One other nice feature of VMs is snapshots, which exactly what it sounds like. You can take a snapshot of your VM and then at any point in time, you can simply restore the VM to that snapshot. This can be very useful for testing. First, you can have a virgin windows image. Then you can test out your installer and when you are done simply restore a snapshot of the virgin image and you are right back where you started.
So what is Docker? In some ways you can think of Docker as a lightweight VM. VMs are kind of heavyweight in that they take up a lot of disk space because you have to recreate the entire OS. Also when it comes to memory as long as the guest is running your guest OS is also running and taking up memory. One of the main advantages of Docker is that you don’t duplicate the OS. Docker gives you an isolated environment similar to a VM but using your main host OS.
Another way to think about Docker is as a jail or chroot. If you are not familiar with those concepts, they come from Linux. Here is a good video that explains it. Basically you run a process inside your OS, but heavily restrict what it has access to. You restrict the file system and processes it sees and its access to hardware and to the network. It is running in its own little isolated environment.

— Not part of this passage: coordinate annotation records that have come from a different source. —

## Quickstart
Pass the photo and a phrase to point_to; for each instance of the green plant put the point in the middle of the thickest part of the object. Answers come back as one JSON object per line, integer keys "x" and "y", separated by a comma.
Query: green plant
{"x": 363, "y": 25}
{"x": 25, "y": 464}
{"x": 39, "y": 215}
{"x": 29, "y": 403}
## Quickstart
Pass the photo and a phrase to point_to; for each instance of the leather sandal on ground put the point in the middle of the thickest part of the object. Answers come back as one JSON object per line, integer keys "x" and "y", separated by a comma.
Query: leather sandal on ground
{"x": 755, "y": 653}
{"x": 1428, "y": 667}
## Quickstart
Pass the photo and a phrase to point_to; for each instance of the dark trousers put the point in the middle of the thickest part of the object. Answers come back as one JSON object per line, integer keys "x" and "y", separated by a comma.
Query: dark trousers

When talking about Docker there are 2 important concepts: images and containers. An image is a file that represents the file system that your process will see. Any utilities or drivers it needs access to need to be included in the image, because all your process will be able see is the file system in the image. A container is actually the running process. So when you start a container you specify what image to load and what process (CLI command) you want to run. One thing to note is that Docker containers don’t have a GUI, it’s just the CLI.
Docker Use Cases
I mentioned that VMs have 2 use cases: running a different OS and isolation. Docker by it’s nature doesn’t really solve the first problem (although if you do some research you will find it is possible to run Linux containers on Windows). Docker’s main use case is isolation. You can isolate a process and all it’s dependencies into a single container. One nice feature of docker is that it has a distribution mechanism built-in. It is very easy to create a program, create a Docker image around it and all its dependencies and then make the image available to your users. Then they can simply pull down a single image and run the container and be able to use your program immediately.
Docker is also widely used for web services. It is very easy to spin up another copy of a web service to meet demand. Docker also allows you to cluster several computers together and will do automatic load balancing. When you hear people talk about microservices, they are typically implemented in Docker. This whole process is often referred to as orchestration.

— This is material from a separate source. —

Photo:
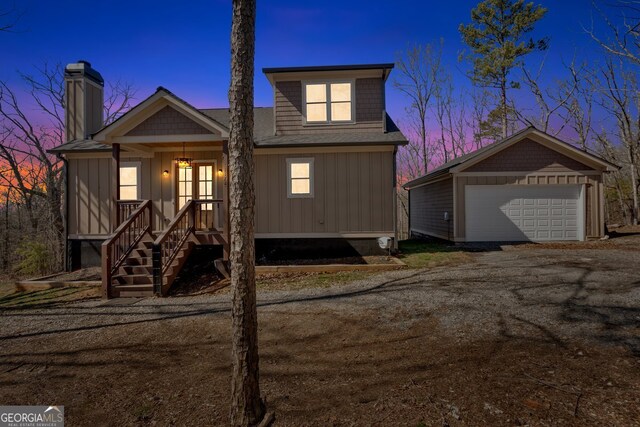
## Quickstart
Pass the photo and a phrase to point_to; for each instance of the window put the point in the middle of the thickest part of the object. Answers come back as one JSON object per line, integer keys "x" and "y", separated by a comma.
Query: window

My main use case for Docker is for Continuous Integration. If you read my review of Docker in Action I explain why I think Docker is better than VMs for CI. The main thing I want to be able to do (still working out all the kinks) is to be able to use the GitLab Docker Executor to spin up containers on demand for various CI tasks. I also want to be able to run those same containers locally so I can run isolated tests and builds locally before I push my changes to the server.
|Run different OS||no*||yes|
|Disk Space Usage||low||high|
|Builtin Distribution Mechanism||yes||no|
Hopefully, that answers any question you might have about Docker. I am not the expert (I literally just read a book, did a few exercises, and have played around with it a little bit). I tried to be as accurate as I could. In an effort to make things easier to understand, I did simplify some things and left out a few details.